Now, the real fun begins! The first drain plug is at the back of the oil pan, behind the cross member and in front of the axle. Get your oil pan up as close as you can to it and still have room to work, it's gonna be a flood! Wrap some foil around the cross member to "try" to keep it clean. Loosen the plug with the 10mm allen, you'll have enough room to stick the short end in and plenty of leverage on the long end to turn it. It won't take too many turns until it comes out, and the oil won't begin trickling as it gets closer - the plug will simply come to the end of the threads and come out, and it is about a half-dollar size opening, so the oil will come fast and furious! After that gusher stops, look up a little further back, and you'll see another silvery plug right before where the engine/tranny junction is. There isn't enough room to put the short end of the 10mm allen in, so you'll have to stick in the long end and that doesn't give a lot of leverage, so you may need to use the 10mm open-end on the allen to give you leverage. At least, that's what I did. Same procedure, same quick dump, only about a quart comes out this time.
Replace the washers on each main drain plug, you may need the little screwdriver again to work the old ones off, just be gentle so you don't score anything. Replace the drain plugs until good and snug. My rule of torque is to run it in till the threads strip, then back it off a half turn







.
Before replacing the belly pans, fill the engine with oil, I put in about 8.5 qt even though VW "claims" the V8 takes 7.9. Of course, that info wasn't in the owner's manual, which just said about the V8 capacity "Information not available at press time." Huh?
Run the motor and look under the treg to make sure there are no leaks at anything you took off.
Replace the pans in reverse order. It's a little tricky getting the front pan to line up just right up in the wheel well, you may have to remove the 2 25 torx screws at each wheel well to get those "flaps" out of the way, then it slides right in.
Stay tuned for my next installment: Rebuilding your engine during halftime of the Super Bowl!


----------



## ButteBeautie (Aug 16, 2003)

*Re: V8 DIY Oil Change (liv2ryd)*

liv2ryd:
You are a VERY entertaining writer ... enjoyed that more than anything from the moto-scribes of the 3 major mags have done ... can't wait for the "SuperBowl Overhaul."
You are SO entertaining, I will almost INSIST you consider joining our "2004 Summer Colorado Rockies Rally" ... I still have you on the "mail list" ... and as soon as you get the wheel/tires you seek, you should be ready (assuming the "she who must be obeyed" can no longer object ... or can she?)
Shoot me your home phone via email and we'll give you a call when we pass through enroute to CB late next week ... or ... meet me at the Bronco's concession stand during half-time against the Browns ... and I'll buy you a watery Coores!

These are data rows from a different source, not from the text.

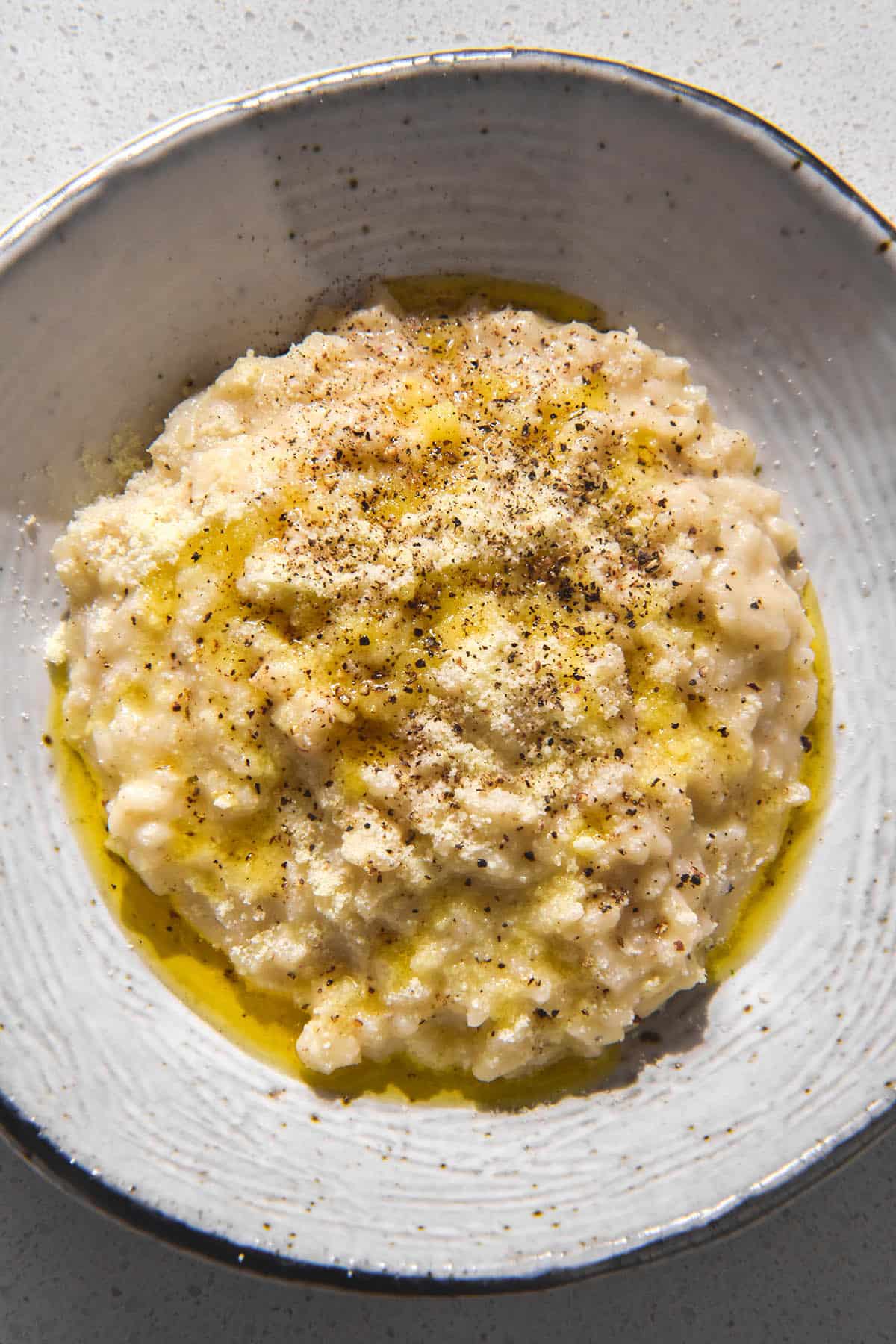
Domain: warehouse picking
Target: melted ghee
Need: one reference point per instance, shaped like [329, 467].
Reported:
[261, 1021]
[775, 882]
[265, 1023]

PS TO OTHER MEMBERS: We still have a few openings for a "few strong men" next summer on the "Alpine Loop" in Colorado's San Juans ... feel free to email me: "[email protected]"


----------



## PabloP (Nov 24, 2003)

*Re: V8 DIY Oil Change (liv2ryd)*

Very nice read. Enjoyed it immensely. I'll remember why when I fork over $120 or so for an oil change at the dealer.


----------



## Eric Dow (Mar 4, 1999)

*Re: V8 DIY Oil Change (silverandteak)*

Agreed. I felt like I was reading the origional 'Idiot's guide to VW Rabit Repair'. The one with the rabbit completely torn down on the cover







I'd LOVE to meet you guys at the Colorado Rallye








As for the filter, its a requirement in Germany I heard. I think ALL Vw's and Audi's are destined for the paper type filters. They are really cool on the TDI's. The top spins off and you can change it without a drop of oil anywhrere. 
They have to be able to completely recycle not only the oil, but have to have a plan on what to do with the filters too. Guess what VW choose to do?

Furnace fuel! That's why they are all paper, and even the rubber o-rings can be removed







Very cool if you think about it. Couldn't do that with a self contained metal shrouded filter







I'll bet they come up with some carbon outside next that will make it like a self contained, yet still burnable








Cheers!


----------



## JoCaputo (Sep 10, 2003)

*Re: V8 DIY Oil Change (liv2ryd)*

Excellent. Thanks for sharing.
I'm usually a DIY guy, but I may just let the dealer have my money every 10k on this one.


----------



## liv2ryd (Oct 13, 2002)

*Re: V8 DIY Oil Change (JoCaputo)*

Actually, now that I have done it once, I'll go ahead and continue doing it. The first oil change is always full of surprises, as this one certainly was! Sears and Snap-on both sell a 10mm 3/8 drive socket, which will make the main drain plugs removal much easier to control, and I'll know to use my open oil drain pan instead of the one where I directly drain the oil into it, cap it, and take it to recycling. The hole the oil drains into on that one is very small and the flood of oil came frighteningly close to overwhelming it!
I've just always done minor maintenance on my vehicles, but these days there just isn't much you can do, so changing the oil helps keep my in synch with them.


----------



## spockcat (Jun 5, 2003)

*Re: V8 DIY Oil Change (liv2ryd)*

I wonder if you could install one of those oil drain valves on the main drain so it could be let out more slowly and controlled? I don't suppose you measured the thread?


----------



## stephenkyu (Aug 18, 2003)

*Re: V8 DIY Oil Change (liv2ryd)*

I have seen a lot of new car that have those types of filters. They claim that it does not damage the environment as much.
I wonder if you can just pump the oil out instead of letting it drain out the bottom. I bet that would reduce the mess somewhat.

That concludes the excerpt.